Theoretically, this could happen with coding agents. However, open source models like Kimi K2 makes this argument hard to stand by. Open source models are at or near state-of-the-art performance, the weights have been published, and in some cases the data sets have been published. You can’t un-publish those weights or un-release those models.

The worst-case scenario is that AI is a huge bubble, all of the major labs shut down because they can’t afford the infrastructure budgets to continue training models, they never release another model, and they take all their models offline and never release the weights. In that scenario, there are still models out there like Kimi and DeepSeek that were trained on a much less capable set of hardware, for much less money, are widely available, and provide the recipe for building more models. It’s not like some other advancements like nuclear or VR where the costs to continue developing the hardware or capabilities is prohibitive for all but a select few number of ultra-capitalized innovators.

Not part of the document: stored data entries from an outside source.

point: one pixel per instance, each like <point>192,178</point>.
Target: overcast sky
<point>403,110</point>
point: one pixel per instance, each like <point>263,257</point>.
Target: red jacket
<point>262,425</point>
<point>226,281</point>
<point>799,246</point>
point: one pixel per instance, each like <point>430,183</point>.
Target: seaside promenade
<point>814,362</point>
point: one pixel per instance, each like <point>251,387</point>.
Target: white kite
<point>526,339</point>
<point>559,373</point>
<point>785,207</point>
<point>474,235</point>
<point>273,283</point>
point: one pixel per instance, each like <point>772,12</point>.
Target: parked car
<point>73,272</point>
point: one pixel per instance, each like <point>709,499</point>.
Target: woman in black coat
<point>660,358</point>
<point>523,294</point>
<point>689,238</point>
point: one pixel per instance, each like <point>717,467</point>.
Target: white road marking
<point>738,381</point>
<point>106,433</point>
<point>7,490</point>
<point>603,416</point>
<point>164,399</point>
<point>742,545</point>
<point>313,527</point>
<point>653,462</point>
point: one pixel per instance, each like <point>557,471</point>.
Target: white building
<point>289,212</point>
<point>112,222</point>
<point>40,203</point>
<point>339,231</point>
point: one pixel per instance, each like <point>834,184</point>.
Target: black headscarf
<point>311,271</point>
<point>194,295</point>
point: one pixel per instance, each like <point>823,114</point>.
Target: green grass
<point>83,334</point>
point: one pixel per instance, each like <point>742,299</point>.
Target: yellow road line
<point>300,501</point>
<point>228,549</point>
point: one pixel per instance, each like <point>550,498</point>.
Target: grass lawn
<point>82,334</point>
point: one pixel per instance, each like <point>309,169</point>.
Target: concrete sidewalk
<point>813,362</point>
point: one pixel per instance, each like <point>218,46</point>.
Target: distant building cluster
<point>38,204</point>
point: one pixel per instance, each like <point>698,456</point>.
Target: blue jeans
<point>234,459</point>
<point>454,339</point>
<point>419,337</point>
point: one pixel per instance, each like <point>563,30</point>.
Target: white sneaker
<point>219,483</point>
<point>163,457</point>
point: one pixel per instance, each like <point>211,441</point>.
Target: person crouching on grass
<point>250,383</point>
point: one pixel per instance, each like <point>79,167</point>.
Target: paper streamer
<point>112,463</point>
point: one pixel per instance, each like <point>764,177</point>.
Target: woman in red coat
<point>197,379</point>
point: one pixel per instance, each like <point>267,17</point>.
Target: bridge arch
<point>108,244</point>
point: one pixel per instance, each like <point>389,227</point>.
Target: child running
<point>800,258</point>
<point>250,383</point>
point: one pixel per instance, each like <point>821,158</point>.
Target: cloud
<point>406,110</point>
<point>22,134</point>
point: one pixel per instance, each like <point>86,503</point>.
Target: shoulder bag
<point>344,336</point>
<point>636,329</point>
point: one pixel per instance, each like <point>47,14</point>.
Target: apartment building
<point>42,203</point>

Another AI winter is due. This is a common “conversation-ender” counterargument. All previous AI booms have been followed by a period of stalled advancement and lack of commercial viability. So the argument is that this could be happening here again or that we have reached the limits of progress.

This is also possible, although the capability overhang means that we don’t actually know where the wall is currently. Secondly, this is a ubiquitous possibility for any innovation and therefore I don’t actually think provides any analytical clarity for where AI may go or may not go. It’s not a falsifiable prediction. In this sense “AI winter is coming” arguments have a bit of a wishcasting smell to them.

The important part about all this is that, regardless of if you think that AI is good or bad, or whether you think that accelerating AI is good or bad, understanding that this overhang exists matters because basically it means is that we are kind of “living in the past” today. As people solve these organizational, tooling, and knowledge gaps, that reveal capabilities that we already have.

Denying that these things are already baked in will only leave you behind and only leave your organization behind. It’s your choice what to do with this. You don’t need to become a full-time AI coder or abandon your preferred way of developing software as an individual. But organizations cannot afford to “wait and see” if this moment lasts or if AI continues to improve. They cannot wait to update how they source and screen and ultimately hire talent.

Organizations need to change that today. Maybe not universally across roles, or all at once. Take a diversified portfolio strategy, let some parts of the organization accelerate or find some roles where this will be easier. See how they play out within your organization and see how you need them if you must. I don’t think those partial approaches are likely to be successful, they create “classes” of employees and promote resentment2, but it may provide some much-needed data about overhangs.

Organizational change is hard, but acting as if the need to change isn’t already baked into the next 12 months is a fundamental error.


Footnotes

  1. Harnesses are things like the system prompt, the instructions the model receives, tools available for it to call, and so on.

  2. Sean Goedecke has an amazing post on this phenomenon, Seeing Like a Software Company.